Médecin retraité de 73 ans, j’avais beaucoup de mal à comprendre ces notions de santé publique fort éloignées de ma spécialité. Elles me paraissaient incohérentes et contradictoires. Je commence enfin à y voir un peu plus clair et à retrouver des raisons d’espérer la fin de ce cauchemar médiatique.
Avec toute ma gratitude,

N.N.

 

Votre tribune (relayée par des universitaires français) est très bien, très compréhensible pour nous autres, non universitaire et non spécialiste.

N.N.

 

Ton dernier post a été bien partagé et je viens d’en remettre une couche. Complexe et nuancé. Tu aurais presque pu en faire deux, un sur la stratégie générale test ou / et confinement, l’autre sur Raoul et chlorique.  C’est exigeant. Mais vraiment remarquable.

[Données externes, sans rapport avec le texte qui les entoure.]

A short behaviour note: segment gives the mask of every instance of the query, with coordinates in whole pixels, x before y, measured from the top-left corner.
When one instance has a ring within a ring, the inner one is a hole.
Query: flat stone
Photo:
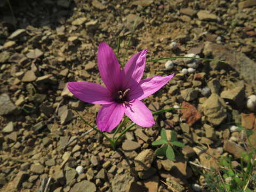
[[[213,78],[207,83],[207,85],[210,88],[211,92],[212,93],[219,94],[220,88],[221,87],[221,85],[220,84],[219,79],[217,78]]]
[[[6,93],[0,95],[0,115],[12,114],[17,109]]]
[[[122,148],[126,151],[132,151],[139,149],[140,143],[130,140],[126,139],[122,145]]]
[[[134,178],[129,173],[124,174],[115,174],[110,181],[113,192],[126,192],[126,189],[131,182],[134,181]]]
[[[187,8],[182,8],[180,10],[180,13],[182,14],[186,14],[187,15],[193,17],[197,12],[197,11],[194,10],[190,7]],[[195,53],[197,54],[197,53]]]
[[[198,91],[193,88],[188,88],[181,90],[180,94],[181,97],[187,101],[191,101],[196,98],[198,95]]]
[[[148,192],[157,191],[158,189],[159,178],[157,175],[154,175],[144,181],[144,185],[148,188]]]
[[[247,0],[238,3],[238,8],[242,9],[244,8],[249,7],[253,5],[256,5],[256,1],[255,0]]]
[[[18,133],[17,131],[13,132],[12,133],[7,135],[6,137],[8,139],[16,142],[17,140],[17,135],[18,135]]]
[[[20,171],[18,173],[15,178],[13,180],[13,188],[19,189],[23,182],[28,177],[28,174],[24,171]]]
[[[199,153],[199,159],[200,163],[203,166],[204,166],[208,168],[211,167],[214,169],[218,169],[219,165],[216,160],[210,156],[209,154],[211,155],[212,157],[214,157],[216,159],[218,159],[220,157],[220,154],[216,149],[208,149],[205,152],[201,151]]]
[[[11,53],[7,51],[4,51],[0,53],[0,63],[5,63],[11,55]]]
[[[142,185],[138,184],[136,182],[130,182],[127,186],[126,192],[144,192],[146,191],[147,189]]]
[[[223,99],[217,94],[212,94],[202,105],[204,115],[214,125],[220,125],[227,117],[227,110]]]
[[[135,170],[139,171],[149,169],[155,157],[156,154],[151,149],[142,150],[134,158]]]
[[[138,175],[140,179],[147,179],[156,174],[156,170],[155,168],[150,167],[146,171],[138,172]]]
[[[21,79],[21,81],[23,82],[31,82],[36,79],[36,76],[35,72],[30,70],[26,72],[25,74]]]
[[[31,165],[30,171],[37,173],[42,174],[44,171],[44,167],[39,164],[34,164]]]
[[[106,179],[107,178],[107,173],[106,172],[106,170],[104,169],[101,169],[100,171],[99,171],[95,176],[95,179],[101,179],[103,180]]]
[[[242,85],[222,91],[220,97],[223,99],[231,100],[237,107],[243,109],[245,106],[245,87],[244,83]]]
[[[19,38],[23,36],[26,34],[26,29],[20,29],[16,30],[14,32],[12,33],[11,35],[8,37],[9,39],[18,39]]]
[[[95,192],[96,186],[93,182],[87,180],[83,180],[76,183],[71,188],[70,192]]]
[[[198,19],[201,20],[216,21],[218,18],[215,14],[211,13],[207,10],[200,10],[197,14]]]
[[[193,125],[198,120],[200,119],[202,115],[199,113],[196,108],[187,102],[183,101],[181,105],[181,111],[182,114],[181,118],[187,121],[189,125]]]
[[[13,123],[12,122],[10,122],[5,127],[2,131],[3,133],[11,133],[13,131]]]
[[[241,158],[242,154],[246,153],[241,146],[230,141],[225,141],[223,148],[224,150],[233,155],[236,158]]]
[[[87,18],[81,17],[72,21],[71,23],[73,25],[80,26],[83,24],[86,20],[87,20]]]
[[[29,51],[26,56],[29,59],[37,59],[43,55],[43,53],[38,49]]]
[[[69,184],[69,183],[75,179],[76,175],[77,172],[75,169],[72,169],[71,167],[68,167],[65,173],[65,177],[66,180],[67,185]]]
[[[100,10],[103,10],[107,7],[106,5],[103,5],[101,3],[97,0],[93,0],[92,2],[92,5],[94,7],[99,9]]]
[[[9,57],[8,61],[18,63],[23,59],[25,57],[25,56],[23,54],[15,53]]]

Sur le fond, oui au déconfinement, mais seulement quand et si on a une stratégie de dépistage. Et encore, arriverait-on à gérer le pic qui est déjà en marche ?

Par ailleurs, je suis convaincu que TOUS les éléments de la chaîne médicale ou de santé ont un intérêt fondamental et mécanique à nous faire consommer plus, y compris le patient lui-même. L’assuré par contre veut une baisse des coûts. C’est impossible et schizophrène. Comme l’assuré est un malade guéri ou pas encore malade...

Tu me diras quand et comment. Amicalement et bravo.